The receiver waits until its network layer passes in the next data packet. The delayed acknowledgement is then attached to this outgoing data frame.

This technique of temporarily delaying the acknowledgement so that it can be hooked with next outgoing data frame is known as piggybacking.

Working Principle[edit]

Piggybacking data is a bit different from Sliding Window Protocol used in the OSI model. In the data frame itself, we incorporate one additional field for acknowledgment (called ACK).

Whenever party A wants to send data to party B, it will send the data along with this ACK field. Considering the sliding window here of size 8 bits, if A has send frames up to 5 correctly (from B), and wants to send frames starting from frame 6, it will send ACK6 with the data.

Three rules govern the piggybacking data transfer.

  • If station A wants to send both data and an acknowledgment, it keeps both fields there.
  • If station A wants to send just the acknowledgment, then a separate ACK frame is sent.
  • If station A wants to send just the data, then the last acknowledgment field is sent along with the data.

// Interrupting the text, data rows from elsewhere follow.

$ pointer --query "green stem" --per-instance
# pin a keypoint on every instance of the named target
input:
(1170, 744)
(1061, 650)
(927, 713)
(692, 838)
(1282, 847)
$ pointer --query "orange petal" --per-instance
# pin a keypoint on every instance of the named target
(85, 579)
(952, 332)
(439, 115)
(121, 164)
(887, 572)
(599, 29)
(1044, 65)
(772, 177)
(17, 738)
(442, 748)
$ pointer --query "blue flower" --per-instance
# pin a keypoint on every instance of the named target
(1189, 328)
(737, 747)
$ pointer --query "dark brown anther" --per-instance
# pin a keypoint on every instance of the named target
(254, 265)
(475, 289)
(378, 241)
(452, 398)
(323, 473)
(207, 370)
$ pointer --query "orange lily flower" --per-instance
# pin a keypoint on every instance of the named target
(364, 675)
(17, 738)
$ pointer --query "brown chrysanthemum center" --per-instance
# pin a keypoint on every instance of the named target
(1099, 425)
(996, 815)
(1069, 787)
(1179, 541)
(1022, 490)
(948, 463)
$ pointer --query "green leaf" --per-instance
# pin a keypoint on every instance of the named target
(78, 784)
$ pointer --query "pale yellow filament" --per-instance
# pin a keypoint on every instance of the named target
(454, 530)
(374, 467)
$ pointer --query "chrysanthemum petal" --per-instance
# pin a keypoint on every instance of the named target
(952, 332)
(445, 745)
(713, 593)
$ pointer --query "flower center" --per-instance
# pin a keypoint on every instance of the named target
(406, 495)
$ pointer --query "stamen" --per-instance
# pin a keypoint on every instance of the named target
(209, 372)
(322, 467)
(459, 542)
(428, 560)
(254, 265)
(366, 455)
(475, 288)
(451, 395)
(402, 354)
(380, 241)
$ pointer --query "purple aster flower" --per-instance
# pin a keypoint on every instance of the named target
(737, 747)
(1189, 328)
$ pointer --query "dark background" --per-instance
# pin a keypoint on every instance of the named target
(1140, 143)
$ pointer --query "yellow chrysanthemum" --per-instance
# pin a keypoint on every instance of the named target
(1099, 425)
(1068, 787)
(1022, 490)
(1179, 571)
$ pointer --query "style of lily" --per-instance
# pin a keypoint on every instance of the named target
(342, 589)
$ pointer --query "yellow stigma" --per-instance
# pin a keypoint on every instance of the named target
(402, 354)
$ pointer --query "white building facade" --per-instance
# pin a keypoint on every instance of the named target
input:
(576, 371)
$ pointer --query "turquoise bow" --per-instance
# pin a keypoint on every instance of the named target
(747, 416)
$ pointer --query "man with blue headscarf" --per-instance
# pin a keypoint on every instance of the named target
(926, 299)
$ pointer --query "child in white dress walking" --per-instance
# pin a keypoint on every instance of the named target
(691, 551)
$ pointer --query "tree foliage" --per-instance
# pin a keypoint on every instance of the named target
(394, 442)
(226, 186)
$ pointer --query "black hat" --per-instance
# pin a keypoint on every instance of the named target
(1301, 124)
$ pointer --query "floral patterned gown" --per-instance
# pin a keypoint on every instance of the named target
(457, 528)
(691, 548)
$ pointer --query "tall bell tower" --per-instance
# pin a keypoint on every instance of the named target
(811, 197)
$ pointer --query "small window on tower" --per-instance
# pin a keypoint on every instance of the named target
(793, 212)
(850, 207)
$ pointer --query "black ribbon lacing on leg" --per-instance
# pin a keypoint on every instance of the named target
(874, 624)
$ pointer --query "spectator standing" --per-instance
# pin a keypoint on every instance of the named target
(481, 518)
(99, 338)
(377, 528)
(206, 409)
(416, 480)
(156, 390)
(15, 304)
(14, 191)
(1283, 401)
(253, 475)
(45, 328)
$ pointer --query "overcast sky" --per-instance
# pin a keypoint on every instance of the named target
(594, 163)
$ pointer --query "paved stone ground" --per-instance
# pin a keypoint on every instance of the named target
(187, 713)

Station B simply ignores this duplicate ACK frame upon receiving .

Advantages and Disadvantages[edit]

Advantages : Improves the efficiency, better use of available channel bandwidth.[1] Disadvantages : The receiver can jam the service if it has nothing to send. This can be solved by enabling a counter (Receiver timeout) when a data frame is received. If the count ends and there is no data frame to send, the receiver will send an ACK control frame. The sender also adds a counter (Emitter timeout), if the counter ends without receiving confirmation, the sender assumes packet loss, and sends the frame again.

References[edit]

  1. ^ Tanenbaum, Andrew & Wetherall, David. Computer Networks, 5th Edition, Pearson Education Limited, , 2014, p 226.